Positive glimmer in teacher contract talks
The two sides issued brief, nearly identical statements after meeting for 3-1/2 hours Monday.
Most previous negotiations have concluded with each side speaking liberally, often making conflicting or contradictory statements. The barbs seemed to get sharper as the talks dragged on.
“We had a very positive meeting, and we are optimistic about reaching a voluntary settlement,” said Jennifer Fanning, co-lead negotiator for the teachers.
“There was excellent discussion of issues. We are optimistic about reaching a voluntary settlement,” said Superintendent Tom Evert.
“Voluntary settlement” are key words. They mean avoiding a “qualified economic offer,” or QEO.
Under Wisconsin law, a QEO is not so much an offer as it is an order from the boss. If the two sides go through mediation, and the mediator declares a deadlock, then the school board could impose a QEO.
A QEO requires a 3.8 percent increase in salary and benefits combined. The union has no choice but to accept, but no law can make teachers happy about it.
A QEO leaves the two sides as opponents awaiting their next round, when succeeding contract comes up for renewal.
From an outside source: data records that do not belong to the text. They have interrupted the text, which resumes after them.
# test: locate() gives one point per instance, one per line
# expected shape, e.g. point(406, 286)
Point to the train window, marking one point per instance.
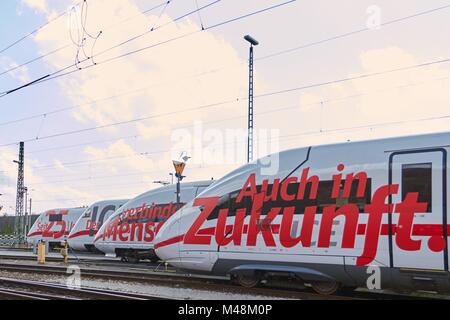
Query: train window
point(87, 214)
point(55, 217)
point(417, 178)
A voluntary settlement means a greater chance for everyone to get back to business without labor strife hanging over their heads.
Mediation has been in the works, but it appears that a date for a first session has now been pushed into February, Evert said.
Monday’s session included just four or five members on each side, and no lawyers.
Asked why things went so well, Fanning said: “I think we’re just working together well. … It takes a little time to work through issues.”
The two sides have been working through issues since last spring.
The long and sometimes rancorous process led to teacher demonstrations of discontent.
Now, “both sides believe that we are moving forward,” Fanning said this morning.
“We took a few steps forward, which is always good,” Evert said.
The two sides revealed only one of those steps: They will meet again Monday.